Good and bad: Tuna is a good source of protein which is also high in niacin, B12 and the antioxidant mineral, selenium. Most canned tuna sold in supermarkets is either white albacore, or a combination of skipjack and yellowfin. Both canned and fresh tuna have similar nutritional values. Canned tends to be less expensive but is also higher in sodium. Fresh has a less “fishy” taste but is more likely to be farmed, exposing it to increased contaminants and toxins.
Tuna can be high in mercury, a toxic heavy metal, from coal-fired power plants that pollute ocean waters. Larger fish have higher mercury levels than smaller fish. Chunk white tuna, mostly albacore, is 3 times higher in mercury than smaller skipjack and yellowfin, the breeds used most in canned tuna products.

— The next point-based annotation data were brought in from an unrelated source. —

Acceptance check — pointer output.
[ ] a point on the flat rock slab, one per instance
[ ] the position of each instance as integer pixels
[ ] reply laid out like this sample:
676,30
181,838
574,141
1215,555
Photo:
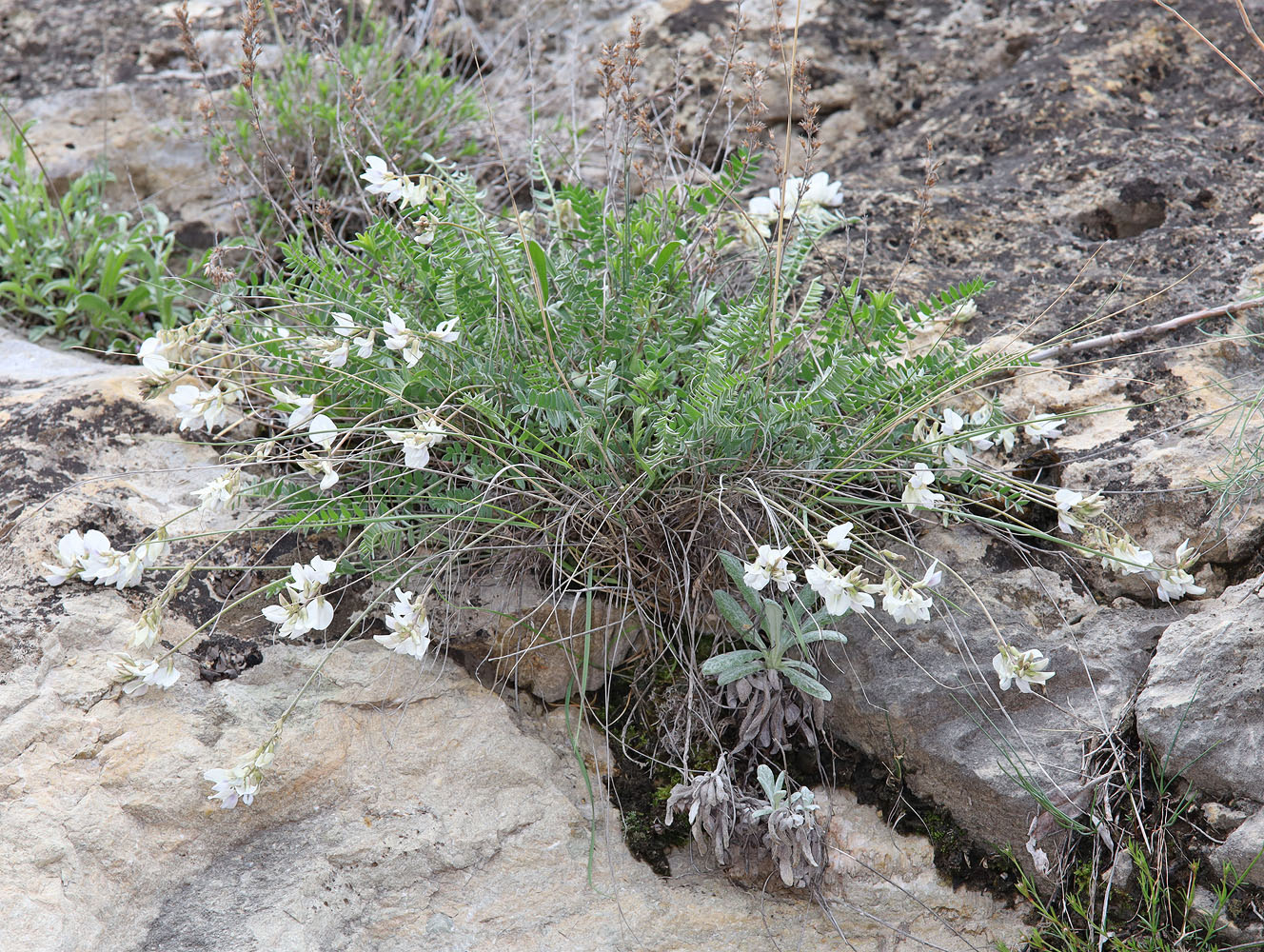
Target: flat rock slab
1202,709
925,696
408,806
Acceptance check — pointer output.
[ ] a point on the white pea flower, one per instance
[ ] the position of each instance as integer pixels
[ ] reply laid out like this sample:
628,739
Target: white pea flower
320,468
242,783
301,607
1044,427
138,677
417,443
153,549
203,408
755,228
823,192
408,625
917,493
933,577
769,565
1008,436
332,353
761,208
382,181
147,631
97,555
1125,558
401,338
806,196
839,539
1066,501
1175,583
905,605
316,571
105,565
220,492
344,325
304,407
156,353
323,431
445,331
840,593
1021,667
71,553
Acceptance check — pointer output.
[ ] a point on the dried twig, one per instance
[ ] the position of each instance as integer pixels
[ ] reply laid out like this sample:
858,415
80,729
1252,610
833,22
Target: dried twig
1151,331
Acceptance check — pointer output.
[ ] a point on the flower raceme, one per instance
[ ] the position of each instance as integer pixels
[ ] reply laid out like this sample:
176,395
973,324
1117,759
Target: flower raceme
918,493
242,783
769,565
91,558
1020,667
408,343
408,625
138,677
810,196
840,593
204,409
301,605
416,443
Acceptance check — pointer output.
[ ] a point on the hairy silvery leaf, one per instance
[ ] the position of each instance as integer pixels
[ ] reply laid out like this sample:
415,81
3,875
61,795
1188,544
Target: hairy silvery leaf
736,571
717,665
775,707
732,612
712,808
808,685
795,840
812,637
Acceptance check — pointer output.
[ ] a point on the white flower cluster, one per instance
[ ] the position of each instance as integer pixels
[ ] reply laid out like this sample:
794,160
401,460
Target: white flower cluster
417,442
301,605
408,625
204,409
801,197
1020,667
138,677
242,783
401,189
91,558
220,492
157,353
409,343
844,592
958,435
1121,554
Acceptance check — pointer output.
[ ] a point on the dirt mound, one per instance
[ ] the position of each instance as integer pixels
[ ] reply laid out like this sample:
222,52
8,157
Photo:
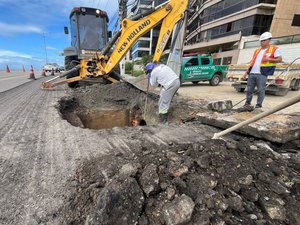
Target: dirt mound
210,182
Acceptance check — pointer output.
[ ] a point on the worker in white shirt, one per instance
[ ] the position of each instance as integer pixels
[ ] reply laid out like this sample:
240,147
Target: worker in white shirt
262,65
169,80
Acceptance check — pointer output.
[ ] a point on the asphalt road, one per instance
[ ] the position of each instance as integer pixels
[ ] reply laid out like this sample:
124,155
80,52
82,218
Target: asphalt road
225,91
14,79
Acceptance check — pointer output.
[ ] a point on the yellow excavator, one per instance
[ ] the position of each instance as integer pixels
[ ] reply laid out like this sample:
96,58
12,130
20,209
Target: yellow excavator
102,65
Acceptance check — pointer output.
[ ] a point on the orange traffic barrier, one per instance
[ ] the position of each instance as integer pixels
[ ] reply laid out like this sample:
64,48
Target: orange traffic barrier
31,74
43,73
7,69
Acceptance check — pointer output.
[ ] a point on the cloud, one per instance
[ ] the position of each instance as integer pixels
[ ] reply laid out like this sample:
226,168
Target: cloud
15,60
51,48
8,29
5,54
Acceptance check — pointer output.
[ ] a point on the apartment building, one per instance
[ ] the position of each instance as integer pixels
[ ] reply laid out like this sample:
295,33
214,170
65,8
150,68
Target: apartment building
217,26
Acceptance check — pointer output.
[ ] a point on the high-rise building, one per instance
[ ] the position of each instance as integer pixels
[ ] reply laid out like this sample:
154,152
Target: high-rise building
217,26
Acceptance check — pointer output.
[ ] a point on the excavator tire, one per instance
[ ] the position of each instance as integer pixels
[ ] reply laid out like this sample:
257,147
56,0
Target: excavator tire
70,63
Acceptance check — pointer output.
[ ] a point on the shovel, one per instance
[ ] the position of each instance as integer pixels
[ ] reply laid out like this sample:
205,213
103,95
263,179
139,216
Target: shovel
281,106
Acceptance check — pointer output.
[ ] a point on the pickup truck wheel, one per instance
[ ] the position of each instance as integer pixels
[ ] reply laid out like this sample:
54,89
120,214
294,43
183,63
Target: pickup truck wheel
215,80
70,63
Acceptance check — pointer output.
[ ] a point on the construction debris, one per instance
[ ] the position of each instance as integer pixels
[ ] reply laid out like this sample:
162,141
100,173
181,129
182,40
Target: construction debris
238,181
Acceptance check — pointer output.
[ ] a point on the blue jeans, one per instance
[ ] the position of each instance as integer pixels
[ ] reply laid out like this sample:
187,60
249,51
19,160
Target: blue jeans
259,81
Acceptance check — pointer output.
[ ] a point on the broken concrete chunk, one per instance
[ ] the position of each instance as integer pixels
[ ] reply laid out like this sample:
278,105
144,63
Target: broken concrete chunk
120,202
179,211
204,161
274,210
246,180
177,172
149,180
278,188
129,170
220,105
236,204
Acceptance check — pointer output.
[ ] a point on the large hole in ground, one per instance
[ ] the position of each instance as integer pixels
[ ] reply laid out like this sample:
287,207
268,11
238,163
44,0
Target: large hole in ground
117,105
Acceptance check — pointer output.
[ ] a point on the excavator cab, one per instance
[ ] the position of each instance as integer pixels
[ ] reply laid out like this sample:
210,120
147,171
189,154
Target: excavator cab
89,35
103,64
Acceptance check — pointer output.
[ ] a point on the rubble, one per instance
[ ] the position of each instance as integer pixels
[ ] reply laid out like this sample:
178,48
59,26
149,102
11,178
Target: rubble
237,187
238,181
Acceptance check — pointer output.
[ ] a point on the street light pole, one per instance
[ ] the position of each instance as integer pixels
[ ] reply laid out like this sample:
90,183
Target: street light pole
45,47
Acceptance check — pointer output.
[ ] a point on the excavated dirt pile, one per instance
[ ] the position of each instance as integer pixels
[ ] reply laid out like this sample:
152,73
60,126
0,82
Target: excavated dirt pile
237,181
210,182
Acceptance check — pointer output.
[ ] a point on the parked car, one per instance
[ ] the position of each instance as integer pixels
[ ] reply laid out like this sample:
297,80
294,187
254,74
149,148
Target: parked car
201,68
49,66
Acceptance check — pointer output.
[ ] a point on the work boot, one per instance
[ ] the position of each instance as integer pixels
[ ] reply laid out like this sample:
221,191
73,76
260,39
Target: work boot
163,118
246,108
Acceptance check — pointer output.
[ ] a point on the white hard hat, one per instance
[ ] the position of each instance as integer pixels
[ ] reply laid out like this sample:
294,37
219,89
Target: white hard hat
265,36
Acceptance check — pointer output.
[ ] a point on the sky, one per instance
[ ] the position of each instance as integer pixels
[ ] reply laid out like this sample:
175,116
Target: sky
28,27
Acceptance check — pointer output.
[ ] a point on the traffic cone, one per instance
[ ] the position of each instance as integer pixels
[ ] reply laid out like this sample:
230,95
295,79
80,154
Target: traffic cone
43,73
7,69
31,74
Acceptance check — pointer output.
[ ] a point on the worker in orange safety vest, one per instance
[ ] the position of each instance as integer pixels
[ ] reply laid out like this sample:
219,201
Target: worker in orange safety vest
262,65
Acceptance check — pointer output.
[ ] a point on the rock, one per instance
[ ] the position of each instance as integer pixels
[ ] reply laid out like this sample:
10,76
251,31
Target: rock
179,211
236,204
128,170
120,202
252,216
220,105
274,210
266,147
173,157
265,177
250,194
204,161
246,180
177,172
170,193
278,188
149,180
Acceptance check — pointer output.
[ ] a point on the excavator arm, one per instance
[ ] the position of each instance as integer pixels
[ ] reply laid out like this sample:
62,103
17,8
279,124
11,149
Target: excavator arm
131,30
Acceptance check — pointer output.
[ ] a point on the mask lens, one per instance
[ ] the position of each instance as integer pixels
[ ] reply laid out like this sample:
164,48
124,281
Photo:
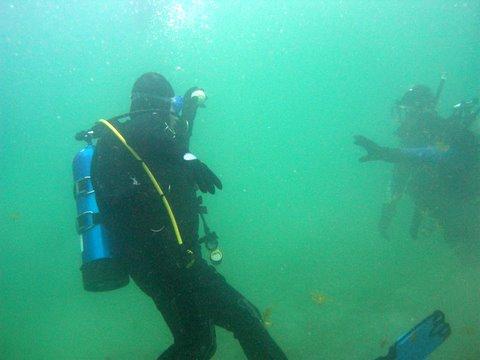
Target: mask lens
176,105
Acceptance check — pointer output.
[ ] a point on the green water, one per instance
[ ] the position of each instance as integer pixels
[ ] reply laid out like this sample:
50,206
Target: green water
289,84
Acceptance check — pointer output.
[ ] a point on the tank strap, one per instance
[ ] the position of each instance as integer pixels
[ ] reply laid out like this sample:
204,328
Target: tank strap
189,255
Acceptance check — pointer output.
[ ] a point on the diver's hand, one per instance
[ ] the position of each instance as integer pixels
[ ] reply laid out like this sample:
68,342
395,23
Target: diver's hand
374,151
195,96
206,180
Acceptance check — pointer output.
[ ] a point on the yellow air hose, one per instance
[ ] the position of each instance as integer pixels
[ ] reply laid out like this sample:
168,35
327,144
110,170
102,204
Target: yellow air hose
154,181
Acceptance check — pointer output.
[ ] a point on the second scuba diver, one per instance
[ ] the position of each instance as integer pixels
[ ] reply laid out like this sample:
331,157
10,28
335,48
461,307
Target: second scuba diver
146,187
438,163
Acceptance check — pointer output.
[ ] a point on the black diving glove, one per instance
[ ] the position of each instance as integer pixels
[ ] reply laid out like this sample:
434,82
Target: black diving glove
206,180
376,152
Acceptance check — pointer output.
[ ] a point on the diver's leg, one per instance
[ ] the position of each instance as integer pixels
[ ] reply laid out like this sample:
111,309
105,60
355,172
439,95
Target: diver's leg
172,291
232,311
192,329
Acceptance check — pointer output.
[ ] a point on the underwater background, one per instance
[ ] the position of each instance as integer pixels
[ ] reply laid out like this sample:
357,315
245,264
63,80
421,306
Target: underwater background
289,84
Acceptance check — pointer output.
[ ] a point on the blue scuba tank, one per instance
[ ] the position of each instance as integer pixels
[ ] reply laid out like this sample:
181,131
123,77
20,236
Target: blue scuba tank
102,269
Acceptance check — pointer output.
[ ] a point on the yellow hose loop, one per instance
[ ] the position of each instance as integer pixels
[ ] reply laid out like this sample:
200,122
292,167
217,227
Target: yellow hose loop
154,181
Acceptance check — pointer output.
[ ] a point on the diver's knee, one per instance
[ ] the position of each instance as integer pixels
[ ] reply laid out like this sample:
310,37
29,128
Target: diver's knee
203,351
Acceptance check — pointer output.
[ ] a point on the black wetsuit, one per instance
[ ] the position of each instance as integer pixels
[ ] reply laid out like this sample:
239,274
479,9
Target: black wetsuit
447,184
192,300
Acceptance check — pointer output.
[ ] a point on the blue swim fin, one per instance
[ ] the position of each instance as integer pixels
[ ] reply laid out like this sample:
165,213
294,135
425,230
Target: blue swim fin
422,340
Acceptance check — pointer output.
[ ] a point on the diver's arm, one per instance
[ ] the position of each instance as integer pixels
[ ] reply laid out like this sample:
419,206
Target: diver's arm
375,152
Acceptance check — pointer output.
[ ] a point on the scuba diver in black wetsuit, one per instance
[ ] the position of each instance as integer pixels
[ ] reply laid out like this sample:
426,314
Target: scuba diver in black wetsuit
159,243
446,175
419,125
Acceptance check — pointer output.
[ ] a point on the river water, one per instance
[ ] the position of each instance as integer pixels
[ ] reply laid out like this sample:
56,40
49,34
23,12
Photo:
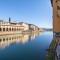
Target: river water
25,46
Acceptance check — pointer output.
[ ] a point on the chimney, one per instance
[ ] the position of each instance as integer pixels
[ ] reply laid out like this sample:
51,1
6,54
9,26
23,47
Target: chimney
9,20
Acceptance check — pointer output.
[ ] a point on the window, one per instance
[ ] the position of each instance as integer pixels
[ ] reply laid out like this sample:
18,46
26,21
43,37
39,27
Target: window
0,29
3,29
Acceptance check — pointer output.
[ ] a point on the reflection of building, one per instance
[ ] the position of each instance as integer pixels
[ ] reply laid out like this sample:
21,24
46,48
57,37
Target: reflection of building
6,27
11,28
56,16
6,40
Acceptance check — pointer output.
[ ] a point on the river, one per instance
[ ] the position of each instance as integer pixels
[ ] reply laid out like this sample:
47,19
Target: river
25,46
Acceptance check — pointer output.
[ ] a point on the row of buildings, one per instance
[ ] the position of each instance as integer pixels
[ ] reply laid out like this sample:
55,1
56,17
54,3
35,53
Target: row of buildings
6,27
6,40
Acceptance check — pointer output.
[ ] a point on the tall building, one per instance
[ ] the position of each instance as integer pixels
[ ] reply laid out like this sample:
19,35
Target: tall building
56,16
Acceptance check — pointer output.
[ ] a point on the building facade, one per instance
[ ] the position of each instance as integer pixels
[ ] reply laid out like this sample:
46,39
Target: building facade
56,16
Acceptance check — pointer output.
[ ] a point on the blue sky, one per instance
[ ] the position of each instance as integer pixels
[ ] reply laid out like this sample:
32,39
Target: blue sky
38,12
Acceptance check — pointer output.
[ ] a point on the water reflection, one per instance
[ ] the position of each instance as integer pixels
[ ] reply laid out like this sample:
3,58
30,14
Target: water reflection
6,40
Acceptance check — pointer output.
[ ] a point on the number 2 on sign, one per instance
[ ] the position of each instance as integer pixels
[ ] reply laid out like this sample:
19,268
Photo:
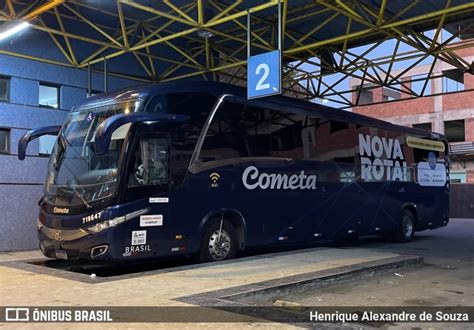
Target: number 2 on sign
261,82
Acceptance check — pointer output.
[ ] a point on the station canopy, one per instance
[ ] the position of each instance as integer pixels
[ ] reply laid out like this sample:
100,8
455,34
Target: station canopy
325,43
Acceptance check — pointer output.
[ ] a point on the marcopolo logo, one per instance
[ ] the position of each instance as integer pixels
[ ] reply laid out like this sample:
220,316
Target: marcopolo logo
387,158
252,179
61,210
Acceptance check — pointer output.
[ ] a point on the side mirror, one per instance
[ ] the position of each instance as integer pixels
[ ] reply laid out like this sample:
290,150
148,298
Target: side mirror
34,134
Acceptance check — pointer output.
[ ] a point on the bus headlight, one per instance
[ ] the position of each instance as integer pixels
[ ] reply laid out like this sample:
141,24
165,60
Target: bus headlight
101,226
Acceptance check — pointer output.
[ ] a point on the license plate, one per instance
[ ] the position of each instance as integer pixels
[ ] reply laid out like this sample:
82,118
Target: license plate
60,254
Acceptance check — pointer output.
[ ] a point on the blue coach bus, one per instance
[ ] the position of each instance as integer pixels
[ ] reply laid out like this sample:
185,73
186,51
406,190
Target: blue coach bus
196,168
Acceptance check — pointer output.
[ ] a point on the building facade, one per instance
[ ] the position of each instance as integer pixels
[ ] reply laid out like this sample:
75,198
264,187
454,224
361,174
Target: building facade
447,107
33,94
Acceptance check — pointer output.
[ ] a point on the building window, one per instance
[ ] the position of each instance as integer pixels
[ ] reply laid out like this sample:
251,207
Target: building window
418,85
453,81
365,96
425,126
4,140
390,95
454,130
46,144
94,93
49,96
4,89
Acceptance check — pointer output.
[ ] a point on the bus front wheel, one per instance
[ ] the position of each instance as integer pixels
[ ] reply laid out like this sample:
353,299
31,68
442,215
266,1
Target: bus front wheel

How much tuna is OK? According to the Environmental Defense Fund, children under age 6 can safely eat 3 ounces per month. Older children can consume once a week and the USDA recommends 3 oz of tuna twice/week for adults. Pregnant and nursing mothers should limit tuna intake to reduce chance of mercury affecting fetus development.
Low-mercury fish sources of omega 3 fats include salmon and sardines. Omega 3 fats actually come from algae that is consumed by the fish. Since not all fish eat algae, only some fish are recommended as sources for omega 3 fats (salmon, mackerel, oysters, sardines and anchovies.)
Mercury-free sources of omega 3 fats come from plants including flax and chia seeds, walnuts and soybeans. These plant sources have an added bonus that they also contain healthful fiber. Since algae is also a good sources of omega 3 fats, dried algae can be used in soups, on salads or rolled with rice in sushi for added omega 3s.
Foods are preferred over supplements since foods also contain other compounds which help your body absorb and use omega 3 fats. Try adding tuna to salads, soups or pasta dishes. Cream with mayo or yogurt for sandwich fillings, or press into patties for “burgers.” Serve on cottage cheese or lettuce beds. Sprinkle tuna with flax or walnuts for an omega 3 boost.